Johnson & Johnson baut seine Position in der Hochleistungsmedizin massiv aus. Der Pharmariese sichert sich den Zugriff auf eine neuartige Zelltherapie und erhält parallel Rückenwind von der US-Gesundheitsbehörde FDA. Es ist ein deutliches Signal für die strategische Neuausrichtung des Konzerns.

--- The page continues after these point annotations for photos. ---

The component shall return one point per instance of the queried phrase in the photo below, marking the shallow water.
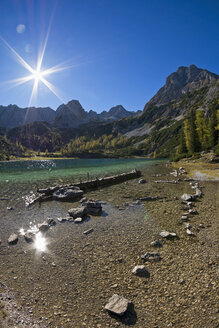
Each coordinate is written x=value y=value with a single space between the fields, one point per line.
x=68 y=281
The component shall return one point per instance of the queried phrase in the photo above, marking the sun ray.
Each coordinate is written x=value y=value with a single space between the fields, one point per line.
x=52 y=88
x=21 y=60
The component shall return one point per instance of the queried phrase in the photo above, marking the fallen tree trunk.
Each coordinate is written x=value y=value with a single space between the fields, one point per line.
x=75 y=190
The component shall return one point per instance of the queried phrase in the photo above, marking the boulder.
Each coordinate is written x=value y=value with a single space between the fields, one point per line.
x=168 y=235
x=43 y=227
x=67 y=193
x=13 y=239
x=117 y=304
x=87 y=232
x=186 y=197
x=93 y=207
x=51 y=221
x=140 y=270
x=151 y=257
x=142 y=181
x=78 y=220
x=28 y=236
x=156 y=243
x=78 y=212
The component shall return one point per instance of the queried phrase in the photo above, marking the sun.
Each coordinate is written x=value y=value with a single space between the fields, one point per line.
x=37 y=75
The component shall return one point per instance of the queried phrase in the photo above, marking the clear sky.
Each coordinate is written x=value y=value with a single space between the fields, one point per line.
x=120 y=51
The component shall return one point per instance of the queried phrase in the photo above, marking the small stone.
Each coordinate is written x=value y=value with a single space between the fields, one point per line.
x=51 y=221
x=87 y=232
x=78 y=220
x=117 y=304
x=142 y=181
x=186 y=197
x=189 y=232
x=191 y=211
x=151 y=257
x=43 y=227
x=185 y=218
x=28 y=236
x=156 y=243
x=13 y=239
x=168 y=235
x=140 y=270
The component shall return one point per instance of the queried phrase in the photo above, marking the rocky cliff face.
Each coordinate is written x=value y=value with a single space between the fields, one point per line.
x=12 y=115
x=183 y=80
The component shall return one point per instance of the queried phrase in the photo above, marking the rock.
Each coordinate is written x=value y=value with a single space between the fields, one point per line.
x=142 y=181
x=185 y=218
x=67 y=193
x=151 y=257
x=198 y=193
x=189 y=232
x=43 y=227
x=117 y=304
x=78 y=212
x=186 y=197
x=93 y=207
x=168 y=235
x=28 y=236
x=87 y=232
x=78 y=220
x=63 y=219
x=13 y=239
x=140 y=270
x=156 y=243
x=51 y=221
x=191 y=211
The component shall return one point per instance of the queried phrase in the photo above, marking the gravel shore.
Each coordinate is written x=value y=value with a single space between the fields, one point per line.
x=180 y=291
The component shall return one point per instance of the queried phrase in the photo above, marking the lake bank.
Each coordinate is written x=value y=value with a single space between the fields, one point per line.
x=88 y=270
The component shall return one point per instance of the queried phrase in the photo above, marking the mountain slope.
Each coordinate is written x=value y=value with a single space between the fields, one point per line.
x=12 y=115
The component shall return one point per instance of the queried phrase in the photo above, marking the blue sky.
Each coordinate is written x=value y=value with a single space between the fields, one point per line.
x=121 y=51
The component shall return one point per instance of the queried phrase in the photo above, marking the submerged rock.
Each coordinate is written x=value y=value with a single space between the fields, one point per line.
x=78 y=212
x=87 y=232
x=67 y=193
x=168 y=235
x=43 y=227
x=29 y=236
x=13 y=239
x=117 y=304
x=186 y=197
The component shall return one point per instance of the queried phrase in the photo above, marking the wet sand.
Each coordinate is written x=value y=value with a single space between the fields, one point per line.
x=69 y=285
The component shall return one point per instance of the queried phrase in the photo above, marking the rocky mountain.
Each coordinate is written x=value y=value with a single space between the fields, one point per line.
x=12 y=115
x=68 y=115
x=72 y=115
x=185 y=79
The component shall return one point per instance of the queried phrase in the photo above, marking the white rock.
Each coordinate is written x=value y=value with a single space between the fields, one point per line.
x=117 y=304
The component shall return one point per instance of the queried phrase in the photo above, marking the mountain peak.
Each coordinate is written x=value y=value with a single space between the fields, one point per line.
x=183 y=80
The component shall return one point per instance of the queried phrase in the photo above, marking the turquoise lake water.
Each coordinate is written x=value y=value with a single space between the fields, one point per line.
x=66 y=169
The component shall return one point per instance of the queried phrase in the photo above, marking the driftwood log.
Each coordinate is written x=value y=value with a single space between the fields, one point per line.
x=75 y=190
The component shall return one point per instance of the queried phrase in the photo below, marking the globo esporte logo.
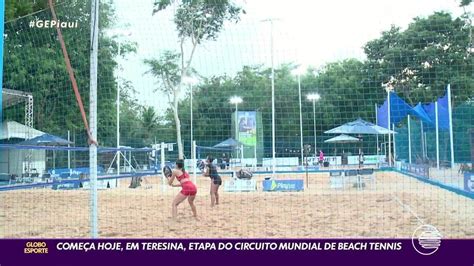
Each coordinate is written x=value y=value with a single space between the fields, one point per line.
x=36 y=247
x=426 y=239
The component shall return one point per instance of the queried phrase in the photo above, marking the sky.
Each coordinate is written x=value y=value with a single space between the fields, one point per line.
x=305 y=32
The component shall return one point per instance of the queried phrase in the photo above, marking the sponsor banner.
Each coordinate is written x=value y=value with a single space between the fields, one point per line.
x=469 y=182
x=102 y=184
x=247 y=122
x=240 y=251
x=73 y=171
x=419 y=170
x=283 y=185
x=239 y=185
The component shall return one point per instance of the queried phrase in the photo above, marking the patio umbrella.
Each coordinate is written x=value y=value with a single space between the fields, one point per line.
x=359 y=126
x=46 y=140
x=342 y=139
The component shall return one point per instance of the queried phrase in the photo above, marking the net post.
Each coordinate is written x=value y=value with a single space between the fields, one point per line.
x=2 y=14
x=409 y=139
x=450 y=110
x=437 y=135
x=193 y=161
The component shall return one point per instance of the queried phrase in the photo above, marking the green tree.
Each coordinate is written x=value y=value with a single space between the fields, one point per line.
x=33 y=62
x=196 y=21
x=420 y=61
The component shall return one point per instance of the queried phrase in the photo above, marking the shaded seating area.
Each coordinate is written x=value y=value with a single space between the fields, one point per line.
x=355 y=178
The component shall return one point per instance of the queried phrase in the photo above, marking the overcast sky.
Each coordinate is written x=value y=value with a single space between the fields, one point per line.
x=308 y=32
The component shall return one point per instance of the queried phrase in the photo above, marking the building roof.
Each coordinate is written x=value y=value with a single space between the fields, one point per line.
x=13 y=97
x=13 y=129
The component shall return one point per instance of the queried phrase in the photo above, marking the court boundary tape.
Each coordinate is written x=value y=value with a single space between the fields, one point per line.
x=458 y=191
x=407 y=208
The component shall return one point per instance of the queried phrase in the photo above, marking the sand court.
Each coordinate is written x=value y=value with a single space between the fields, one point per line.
x=393 y=209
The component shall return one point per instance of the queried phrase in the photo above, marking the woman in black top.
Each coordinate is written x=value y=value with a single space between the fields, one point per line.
x=216 y=181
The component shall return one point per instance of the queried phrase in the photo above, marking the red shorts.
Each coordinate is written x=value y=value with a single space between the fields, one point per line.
x=188 y=189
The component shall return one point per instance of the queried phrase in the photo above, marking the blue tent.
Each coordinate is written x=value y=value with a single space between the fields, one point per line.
x=399 y=109
x=46 y=140
x=420 y=112
x=229 y=143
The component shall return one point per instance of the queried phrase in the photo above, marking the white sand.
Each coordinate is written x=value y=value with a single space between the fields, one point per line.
x=394 y=209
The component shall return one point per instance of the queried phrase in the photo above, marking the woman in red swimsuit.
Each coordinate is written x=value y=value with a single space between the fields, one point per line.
x=188 y=188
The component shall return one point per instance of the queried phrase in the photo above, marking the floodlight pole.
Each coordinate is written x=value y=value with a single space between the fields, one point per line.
x=451 y=137
x=314 y=125
x=93 y=117
x=192 y=148
x=301 y=119
x=118 y=115
x=437 y=135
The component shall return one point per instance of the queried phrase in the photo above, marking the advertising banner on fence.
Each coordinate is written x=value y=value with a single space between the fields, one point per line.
x=283 y=185
x=419 y=170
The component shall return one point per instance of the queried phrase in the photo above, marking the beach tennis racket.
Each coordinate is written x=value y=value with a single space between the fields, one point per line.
x=167 y=171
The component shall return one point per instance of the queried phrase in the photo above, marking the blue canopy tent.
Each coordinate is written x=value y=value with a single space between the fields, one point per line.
x=426 y=113
x=47 y=140
x=360 y=126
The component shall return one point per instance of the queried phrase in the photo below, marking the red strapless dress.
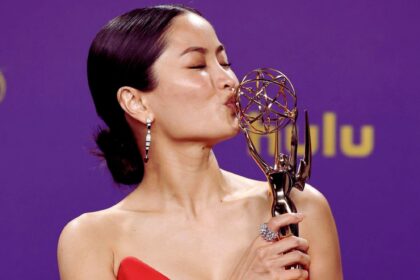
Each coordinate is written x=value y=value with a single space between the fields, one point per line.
x=132 y=268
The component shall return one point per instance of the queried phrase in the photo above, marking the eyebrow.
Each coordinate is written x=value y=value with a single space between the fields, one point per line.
x=202 y=50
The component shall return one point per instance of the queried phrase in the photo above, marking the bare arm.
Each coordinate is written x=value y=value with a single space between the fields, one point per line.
x=320 y=230
x=83 y=253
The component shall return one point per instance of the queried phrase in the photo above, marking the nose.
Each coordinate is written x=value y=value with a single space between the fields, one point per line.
x=226 y=79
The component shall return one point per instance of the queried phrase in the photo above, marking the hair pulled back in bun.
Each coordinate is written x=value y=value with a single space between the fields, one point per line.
x=122 y=54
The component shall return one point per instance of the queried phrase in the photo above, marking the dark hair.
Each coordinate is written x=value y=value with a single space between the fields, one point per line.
x=122 y=54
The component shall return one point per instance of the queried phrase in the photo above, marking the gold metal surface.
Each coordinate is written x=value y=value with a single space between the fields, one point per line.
x=267 y=102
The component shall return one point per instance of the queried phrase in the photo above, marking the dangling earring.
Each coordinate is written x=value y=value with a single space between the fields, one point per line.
x=148 y=139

Durchbruch bei der Zelltherapie geplant
Das Unternehmen investiert zunächst 785 Millionen US-Dollar in eine Partnerschaft mit Sail Biomedicines. Dieser Betrag beinhaltet eine direkte Kapitalbeteiligung von 465 Millionen US-Dollar. Im Kern geht es um die sogenannte „In-vivo“-CAR-T-Zelltherapie.
Anders als bei bisherigen Verfahren werden die Immunzellen nicht im Labor, sondern direkt im Körper des Patienten umprogrammiert. Das Ziel ist eine einfachere Behandlung von komplexen Autoimmunerkrankungen. Johnson & Johnson hält sich alle Wege offen und sicherte sich die Option, das Start-up später für 2,58 Milliarden US-Dollar komplett zu übernehmen.
FDA beschleunigt Zulassungsverfahren
Parallel dazu treibt der Konzern sein Onkologie-Portfolio voran. Die FDA gewährt ein beschleunigtes Prüfverfahren für Rybrevant Faspro zur Behandlung von Kopf-Hals-Tumoren. In einer klinischen Studie erreichte das Mittel bei den Patienten eine Ansprechrate von 42 Prozent.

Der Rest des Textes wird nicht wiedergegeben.